Das Land der vielen Schlaglöcher
Von Evelyn Peternel
"Leider ist die Brücke gesperrt. Und da das Verkehrsministerium auch gleich den Abschnitt danach wegen Hitzeschäden für nicht befahrbar hält, müssen wir einen Umweg von 30 Kilometern in Kauf nehmen", sagt der Busfahrer. Er ist sichtlich genervt – seine Gäste auf der Fahrt nach Rostock können es ihm nicht verübeln.
Dass Deutschlands Straßen in einem maroden Zustand sind, ist ein trauriges Faktum. "Der Zustand der Straßen hat sich in den letzten Jahrzehnten deutlich verschlechtert", sagt Jürgen Berlitz, Fachreferent für Straßenverkehrsplanung beim ADAC. "Ein Fünftel der Autobahnen und knapp 40 Prozent der Bundesstraßen befinden sich in schlechtem oder sehr schlechten Zustand."
Infrastruktur-Wüste
Wer die Gründe sucht, wird im Jahr 1991 fündig. Damals, nach Wende und Wiedervereinigung, war die mit guten Straßen ausgerüstete BRD mit einer infrastrukturellen Wüste namens DDR konfrontiert – da nach dem Zweiten Weltkrieg kein Aufbau wie in Westdeutschland betrieben wurde, sondern die Sowjets im großen Stil Industrieanlagen und Schienennetz abmontierten, entstand die sogenannte "Infrastrukturlücke".
Nach der Wende investierte das zusammengewachsene Deutschland deshalb hauptsächlich in den Bau der Ost-Straßen – das Netz in der einstigen DDR wuchs um 10.000 Kilometer, also gut 20 Prozent.
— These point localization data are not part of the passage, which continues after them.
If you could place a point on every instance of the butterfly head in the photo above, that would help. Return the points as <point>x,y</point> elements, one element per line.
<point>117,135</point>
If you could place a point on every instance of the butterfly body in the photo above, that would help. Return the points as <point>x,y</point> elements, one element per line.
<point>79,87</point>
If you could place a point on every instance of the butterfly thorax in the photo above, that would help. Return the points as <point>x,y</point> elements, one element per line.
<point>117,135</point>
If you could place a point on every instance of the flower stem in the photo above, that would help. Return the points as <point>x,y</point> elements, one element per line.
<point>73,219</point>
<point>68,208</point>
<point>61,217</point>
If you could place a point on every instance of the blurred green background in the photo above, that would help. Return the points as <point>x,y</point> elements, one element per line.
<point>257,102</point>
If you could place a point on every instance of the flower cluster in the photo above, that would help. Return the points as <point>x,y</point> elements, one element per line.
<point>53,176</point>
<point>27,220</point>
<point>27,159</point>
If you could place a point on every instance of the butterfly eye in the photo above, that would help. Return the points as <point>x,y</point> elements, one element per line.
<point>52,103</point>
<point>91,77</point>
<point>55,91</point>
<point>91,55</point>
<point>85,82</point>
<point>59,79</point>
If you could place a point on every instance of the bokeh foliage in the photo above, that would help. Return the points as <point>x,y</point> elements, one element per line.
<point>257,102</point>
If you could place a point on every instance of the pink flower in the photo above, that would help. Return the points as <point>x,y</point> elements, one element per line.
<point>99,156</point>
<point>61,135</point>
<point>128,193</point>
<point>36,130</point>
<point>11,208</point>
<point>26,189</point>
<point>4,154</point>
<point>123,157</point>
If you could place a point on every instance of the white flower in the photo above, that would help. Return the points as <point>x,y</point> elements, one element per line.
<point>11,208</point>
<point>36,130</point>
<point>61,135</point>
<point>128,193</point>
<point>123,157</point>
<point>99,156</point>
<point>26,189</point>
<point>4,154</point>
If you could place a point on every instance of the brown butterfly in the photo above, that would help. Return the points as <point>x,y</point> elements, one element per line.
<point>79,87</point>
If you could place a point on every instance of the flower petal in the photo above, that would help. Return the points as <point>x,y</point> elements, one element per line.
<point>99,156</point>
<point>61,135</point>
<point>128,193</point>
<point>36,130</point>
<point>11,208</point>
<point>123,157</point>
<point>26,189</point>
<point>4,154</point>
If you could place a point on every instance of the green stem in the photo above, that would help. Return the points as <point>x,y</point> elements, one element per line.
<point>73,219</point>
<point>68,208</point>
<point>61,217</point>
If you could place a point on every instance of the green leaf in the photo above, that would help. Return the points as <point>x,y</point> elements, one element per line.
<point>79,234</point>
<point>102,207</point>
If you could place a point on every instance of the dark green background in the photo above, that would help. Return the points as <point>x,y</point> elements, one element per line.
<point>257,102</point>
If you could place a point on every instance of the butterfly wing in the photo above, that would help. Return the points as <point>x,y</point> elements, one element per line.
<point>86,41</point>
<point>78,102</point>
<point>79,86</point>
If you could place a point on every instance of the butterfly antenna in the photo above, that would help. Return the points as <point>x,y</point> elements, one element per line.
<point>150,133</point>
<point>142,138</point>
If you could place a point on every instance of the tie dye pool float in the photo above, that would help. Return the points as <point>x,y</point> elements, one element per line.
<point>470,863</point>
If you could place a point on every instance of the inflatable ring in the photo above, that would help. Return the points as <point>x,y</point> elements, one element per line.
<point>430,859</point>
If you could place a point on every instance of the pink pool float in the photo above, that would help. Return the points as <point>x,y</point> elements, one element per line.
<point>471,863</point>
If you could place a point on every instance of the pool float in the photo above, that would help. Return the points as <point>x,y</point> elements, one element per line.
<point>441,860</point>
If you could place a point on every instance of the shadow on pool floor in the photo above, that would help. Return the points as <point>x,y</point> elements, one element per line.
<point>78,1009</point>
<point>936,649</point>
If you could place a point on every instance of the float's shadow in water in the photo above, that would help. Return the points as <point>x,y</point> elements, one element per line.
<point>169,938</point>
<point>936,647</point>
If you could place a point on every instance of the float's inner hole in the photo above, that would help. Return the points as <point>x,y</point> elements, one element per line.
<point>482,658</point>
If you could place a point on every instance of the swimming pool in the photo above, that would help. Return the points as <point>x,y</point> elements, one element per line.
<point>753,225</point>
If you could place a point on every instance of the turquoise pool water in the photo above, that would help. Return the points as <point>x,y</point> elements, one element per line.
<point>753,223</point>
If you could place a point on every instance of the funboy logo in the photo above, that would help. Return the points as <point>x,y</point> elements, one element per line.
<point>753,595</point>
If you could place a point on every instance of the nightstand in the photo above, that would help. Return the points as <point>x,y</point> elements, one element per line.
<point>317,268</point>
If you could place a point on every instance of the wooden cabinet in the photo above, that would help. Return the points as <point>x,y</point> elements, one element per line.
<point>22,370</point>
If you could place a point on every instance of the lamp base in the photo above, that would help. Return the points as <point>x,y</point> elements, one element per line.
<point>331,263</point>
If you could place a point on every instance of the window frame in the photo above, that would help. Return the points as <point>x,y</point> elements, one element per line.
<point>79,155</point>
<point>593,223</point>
Heute rächt sich das im Westen: Parallel zum Aufbau Ost ist der Straßenbau in Westen stagniert.
Neben den Schlaglochpisten in den latent unterfinanzierten Kommunen merkt man das vor allem bei den baufälligen Brücken, denn die Mehrzahl ist zwischen 30 und 50 Jahre alt – und gerade mal 14 Prozent befinden sich in gutem oder sehr gutem Zustand. Das merkt man in Ferienzeiten mehr also sonst.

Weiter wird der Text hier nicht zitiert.